I’m planning an experiment to change the CS bootstrap: add a portable bytecode backend to Chez Scheme, where the bytecode is interpreted and similar to machine code, but using an even simpler encoding to cover the handful of instructions that we need.
If I guess correctly that interpreting bytecode is 5–10 times as slow as machine code, then it will provide a simpler and faster way to build Chez Scheme. We’d have to check bytecode boot files into the ChezScheme
repo, and also check in schemified thread, io, regexp, expander, and schemify layers in the racket
repo. But then CS would build without building BC, although the old bootstrap path can remain as a fallback (because bootstrapping Chez Scheme with Chez Scheme is painful after certain kinds of changes).
If I guess wrong and bytecode is 100 times as slow, then this idea probably won’t work.

Why would you need the bytecode versions of the Racket layers? Wouldn’t the schemified s-expressions be sufficient, since you’d go bytecode chez -> regular chez -> racketcs (using the s-exps)?

I also like this idea because it seems like a good target for compiling to JS/Wasm

Right: no bytecode for the Racket layers, just the schemified form.

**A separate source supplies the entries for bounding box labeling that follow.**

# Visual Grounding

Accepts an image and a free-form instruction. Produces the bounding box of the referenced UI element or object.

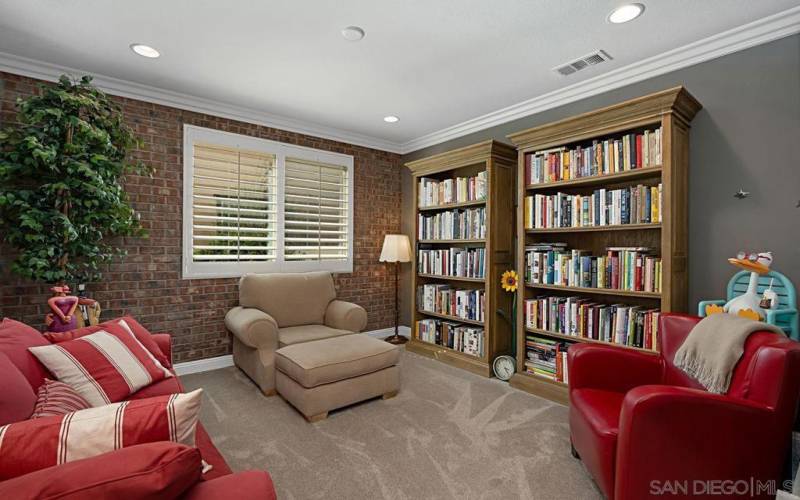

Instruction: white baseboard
[175,354,233,376]
[364,326,411,338]
[175,326,411,376]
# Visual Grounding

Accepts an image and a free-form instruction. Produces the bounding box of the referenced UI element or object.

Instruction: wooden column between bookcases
[508,87,701,404]
[406,141,516,377]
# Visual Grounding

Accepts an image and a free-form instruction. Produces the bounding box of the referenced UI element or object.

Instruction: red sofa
[568,314,800,500]
[0,320,276,500]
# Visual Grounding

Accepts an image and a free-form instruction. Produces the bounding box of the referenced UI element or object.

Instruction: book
[417,207,486,240]
[417,170,487,208]
[524,128,662,185]
[523,183,662,229]
[523,295,660,350]
[417,247,486,279]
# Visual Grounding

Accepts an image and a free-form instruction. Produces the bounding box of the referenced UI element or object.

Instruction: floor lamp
[380,234,411,344]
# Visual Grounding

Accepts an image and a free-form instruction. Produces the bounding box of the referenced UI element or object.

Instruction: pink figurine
[44,285,80,332]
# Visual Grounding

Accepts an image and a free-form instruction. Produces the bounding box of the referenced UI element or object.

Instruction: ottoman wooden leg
[306,411,328,424]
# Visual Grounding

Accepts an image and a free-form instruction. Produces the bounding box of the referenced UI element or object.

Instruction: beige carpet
[182,352,601,500]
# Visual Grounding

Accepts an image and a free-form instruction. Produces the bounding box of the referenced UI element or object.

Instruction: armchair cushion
[0,352,36,425]
[569,388,625,498]
[325,300,367,333]
[43,316,172,366]
[239,272,336,328]
[183,470,278,500]
[0,441,202,500]
[567,344,663,393]
[30,324,173,406]
[225,306,278,350]
[0,318,53,391]
[0,389,203,480]
[278,325,353,347]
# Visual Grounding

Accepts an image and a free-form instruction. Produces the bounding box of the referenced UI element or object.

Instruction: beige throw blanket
[673,313,785,394]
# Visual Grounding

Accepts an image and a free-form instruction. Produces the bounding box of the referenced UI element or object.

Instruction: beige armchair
[225,272,367,396]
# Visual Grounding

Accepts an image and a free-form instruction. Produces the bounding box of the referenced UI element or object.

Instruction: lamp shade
[380,234,411,262]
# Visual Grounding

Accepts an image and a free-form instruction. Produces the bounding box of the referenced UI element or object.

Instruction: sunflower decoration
[500,269,519,293]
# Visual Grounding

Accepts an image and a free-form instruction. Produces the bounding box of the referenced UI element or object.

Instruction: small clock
[492,356,517,380]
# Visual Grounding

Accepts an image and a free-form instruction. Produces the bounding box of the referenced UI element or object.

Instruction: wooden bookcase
[406,141,517,377]
[508,87,701,404]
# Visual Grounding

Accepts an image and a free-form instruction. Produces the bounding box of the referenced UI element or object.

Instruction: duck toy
[706,252,777,321]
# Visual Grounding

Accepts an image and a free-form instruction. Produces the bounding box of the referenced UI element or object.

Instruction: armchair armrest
[567,344,663,392]
[697,300,725,318]
[0,441,202,499]
[614,386,790,500]
[152,333,172,368]
[325,300,367,332]
[225,306,278,351]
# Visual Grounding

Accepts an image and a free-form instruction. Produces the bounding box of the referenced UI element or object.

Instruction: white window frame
[186,124,355,279]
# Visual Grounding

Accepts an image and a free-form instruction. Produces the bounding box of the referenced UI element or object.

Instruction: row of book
[417,319,483,357]
[524,183,662,229]
[417,207,486,240]
[525,128,661,185]
[419,170,486,208]
[417,283,486,321]
[524,243,662,293]
[524,295,660,350]
[525,335,569,384]
[417,247,486,279]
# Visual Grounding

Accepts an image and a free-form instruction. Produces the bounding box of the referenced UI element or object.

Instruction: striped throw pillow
[28,325,172,406]
[0,389,203,481]
[31,379,91,418]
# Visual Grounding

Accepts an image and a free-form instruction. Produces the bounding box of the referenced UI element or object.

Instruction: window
[183,125,353,278]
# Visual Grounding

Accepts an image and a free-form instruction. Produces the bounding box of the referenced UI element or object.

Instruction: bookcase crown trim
[507,86,702,150]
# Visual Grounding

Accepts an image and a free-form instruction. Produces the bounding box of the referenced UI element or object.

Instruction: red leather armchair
[568,314,800,500]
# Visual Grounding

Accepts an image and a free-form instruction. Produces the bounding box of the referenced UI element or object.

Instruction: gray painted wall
[401,35,800,325]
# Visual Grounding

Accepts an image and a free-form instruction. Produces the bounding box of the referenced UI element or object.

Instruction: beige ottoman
[275,334,400,422]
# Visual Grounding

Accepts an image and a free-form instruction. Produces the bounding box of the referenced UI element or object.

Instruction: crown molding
[0,52,401,153]
[0,6,800,154]
[400,7,800,154]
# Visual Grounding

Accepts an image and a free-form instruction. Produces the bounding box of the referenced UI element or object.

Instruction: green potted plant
[0,76,152,292]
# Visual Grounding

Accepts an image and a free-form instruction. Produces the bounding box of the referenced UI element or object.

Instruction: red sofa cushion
[0,318,53,391]
[569,389,625,498]
[0,442,202,500]
[30,324,172,406]
[31,379,91,418]
[0,353,36,425]
[42,316,171,366]
[183,470,277,500]
[0,389,203,479]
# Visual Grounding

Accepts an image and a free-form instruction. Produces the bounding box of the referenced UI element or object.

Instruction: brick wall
[0,72,400,362]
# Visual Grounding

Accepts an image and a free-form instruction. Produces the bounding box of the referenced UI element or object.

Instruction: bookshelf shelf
[417,200,486,212]
[508,87,701,404]
[525,166,661,191]
[417,239,486,245]
[406,141,517,377]
[525,327,656,354]
[525,224,661,234]
[525,283,661,299]
[417,309,484,326]
[417,274,486,283]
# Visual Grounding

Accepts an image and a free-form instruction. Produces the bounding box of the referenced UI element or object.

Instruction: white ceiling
[0,0,800,152]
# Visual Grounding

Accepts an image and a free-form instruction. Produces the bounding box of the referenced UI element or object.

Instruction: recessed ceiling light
[608,3,644,24]
[131,43,161,59]
[342,26,364,42]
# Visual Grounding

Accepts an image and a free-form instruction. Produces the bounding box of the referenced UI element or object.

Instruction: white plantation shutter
[283,157,349,261]
[183,125,353,278]
[192,144,278,262]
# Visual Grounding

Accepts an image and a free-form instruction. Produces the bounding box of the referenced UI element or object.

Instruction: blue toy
[697,271,800,340]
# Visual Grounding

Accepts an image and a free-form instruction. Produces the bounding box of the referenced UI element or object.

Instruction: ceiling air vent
[553,50,612,76]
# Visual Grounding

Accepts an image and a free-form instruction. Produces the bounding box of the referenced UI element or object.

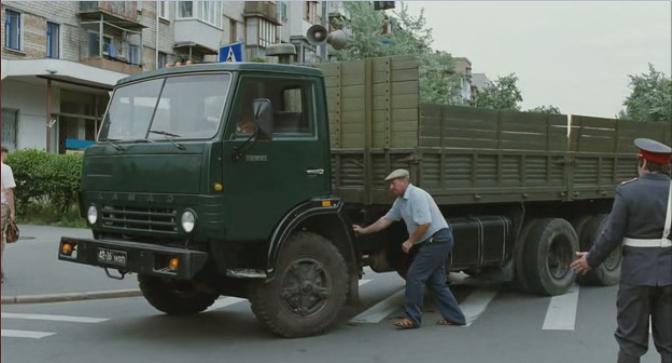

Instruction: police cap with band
[385,169,410,181]
[635,138,672,164]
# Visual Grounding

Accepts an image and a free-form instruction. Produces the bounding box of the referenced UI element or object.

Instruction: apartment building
[0,0,336,153]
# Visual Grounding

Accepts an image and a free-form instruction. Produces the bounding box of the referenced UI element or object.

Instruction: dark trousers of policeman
[404,228,466,326]
[615,283,672,363]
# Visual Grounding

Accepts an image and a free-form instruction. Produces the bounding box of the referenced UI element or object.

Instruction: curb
[1,289,142,305]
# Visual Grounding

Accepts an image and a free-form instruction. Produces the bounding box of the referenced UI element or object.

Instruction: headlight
[182,210,196,233]
[86,205,98,224]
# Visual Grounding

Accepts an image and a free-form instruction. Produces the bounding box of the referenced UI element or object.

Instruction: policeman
[572,138,672,363]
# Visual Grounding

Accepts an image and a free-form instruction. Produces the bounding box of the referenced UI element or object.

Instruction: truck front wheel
[250,232,348,338]
[522,218,579,295]
[138,274,219,315]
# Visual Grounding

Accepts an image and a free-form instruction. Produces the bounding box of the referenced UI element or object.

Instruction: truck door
[222,75,330,241]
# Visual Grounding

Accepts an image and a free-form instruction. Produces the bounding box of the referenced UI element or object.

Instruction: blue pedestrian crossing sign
[219,42,243,63]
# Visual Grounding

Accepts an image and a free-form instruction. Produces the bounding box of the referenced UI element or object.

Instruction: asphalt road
[1,226,660,363]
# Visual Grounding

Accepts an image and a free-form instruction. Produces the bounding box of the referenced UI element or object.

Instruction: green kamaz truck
[58,57,672,337]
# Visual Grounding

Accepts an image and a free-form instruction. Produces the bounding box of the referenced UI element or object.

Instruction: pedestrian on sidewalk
[572,139,672,363]
[0,146,16,283]
[353,169,466,329]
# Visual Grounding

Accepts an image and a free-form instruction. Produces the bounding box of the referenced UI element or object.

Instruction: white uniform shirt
[2,163,16,204]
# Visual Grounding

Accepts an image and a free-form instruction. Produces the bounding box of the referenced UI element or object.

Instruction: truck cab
[59,64,359,336]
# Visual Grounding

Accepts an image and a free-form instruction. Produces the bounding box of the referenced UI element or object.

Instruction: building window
[2,108,19,150]
[128,44,141,65]
[156,52,168,68]
[257,18,278,48]
[158,0,170,20]
[177,1,194,18]
[47,22,61,58]
[177,0,222,29]
[5,9,21,50]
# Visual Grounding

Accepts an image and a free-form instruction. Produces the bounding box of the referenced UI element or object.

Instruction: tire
[250,232,349,338]
[138,274,219,315]
[513,222,533,292]
[577,215,623,286]
[523,218,579,296]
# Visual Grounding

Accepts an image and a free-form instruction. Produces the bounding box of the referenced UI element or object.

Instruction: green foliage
[336,1,464,104]
[476,73,523,111]
[7,149,83,216]
[527,105,562,115]
[619,64,672,122]
[420,52,464,105]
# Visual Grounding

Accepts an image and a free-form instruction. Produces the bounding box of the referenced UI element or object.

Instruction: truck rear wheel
[577,215,623,286]
[523,218,579,295]
[250,232,349,338]
[138,274,219,315]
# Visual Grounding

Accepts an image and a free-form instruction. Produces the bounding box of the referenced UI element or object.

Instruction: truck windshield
[99,74,231,141]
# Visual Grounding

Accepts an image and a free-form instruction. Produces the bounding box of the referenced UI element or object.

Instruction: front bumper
[58,237,208,280]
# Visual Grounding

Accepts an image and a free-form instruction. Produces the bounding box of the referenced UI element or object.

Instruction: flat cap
[635,137,672,164]
[385,169,411,181]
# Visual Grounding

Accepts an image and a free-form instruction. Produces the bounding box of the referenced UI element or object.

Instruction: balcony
[78,1,146,30]
[243,1,281,25]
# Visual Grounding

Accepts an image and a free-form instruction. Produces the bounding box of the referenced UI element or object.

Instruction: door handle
[306,169,324,175]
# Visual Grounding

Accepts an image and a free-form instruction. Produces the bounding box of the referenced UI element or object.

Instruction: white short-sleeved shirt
[383,184,448,241]
[1,163,16,204]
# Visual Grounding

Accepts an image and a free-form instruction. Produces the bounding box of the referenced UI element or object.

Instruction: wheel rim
[546,235,574,280]
[280,258,331,316]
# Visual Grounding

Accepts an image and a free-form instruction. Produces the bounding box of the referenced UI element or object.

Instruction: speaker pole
[320,0,329,63]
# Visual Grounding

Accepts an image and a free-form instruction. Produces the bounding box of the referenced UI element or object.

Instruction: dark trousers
[615,284,672,363]
[404,229,466,326]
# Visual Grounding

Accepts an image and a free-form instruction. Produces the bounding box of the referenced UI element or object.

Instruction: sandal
[392,318,418,330]
[436,319,464,326]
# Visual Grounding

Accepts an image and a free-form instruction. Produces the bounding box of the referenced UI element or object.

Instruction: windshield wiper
[101,139,124,151]
[149,130,186,150]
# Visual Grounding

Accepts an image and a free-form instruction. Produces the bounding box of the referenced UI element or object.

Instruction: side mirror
[253,98,273,140]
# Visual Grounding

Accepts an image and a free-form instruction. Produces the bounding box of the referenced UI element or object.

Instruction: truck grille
[101,205,178,233]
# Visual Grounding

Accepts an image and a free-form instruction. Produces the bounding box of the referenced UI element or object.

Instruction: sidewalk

Oh yes, I now see that’s what you wrote.

Currently Chez compiles the boot files to machine code. So the idea is to have a machine independent bytecode that you checkin to avoid generating the machine files. Then the bytecode interpreter, written in Chez. uses those bytecode boot files to bootstrap itself to machine code bootfiles. Thus avoiding using racket during the bootstrap. Did I make sense?

Yes, that’s right.

Well, a clarification: the bytecode interpreter (as opposed to compiler) will be implemented in C and part of the Chez Scheme kernel, so you can get it running using just a C compiler. I expect it to be very small, though.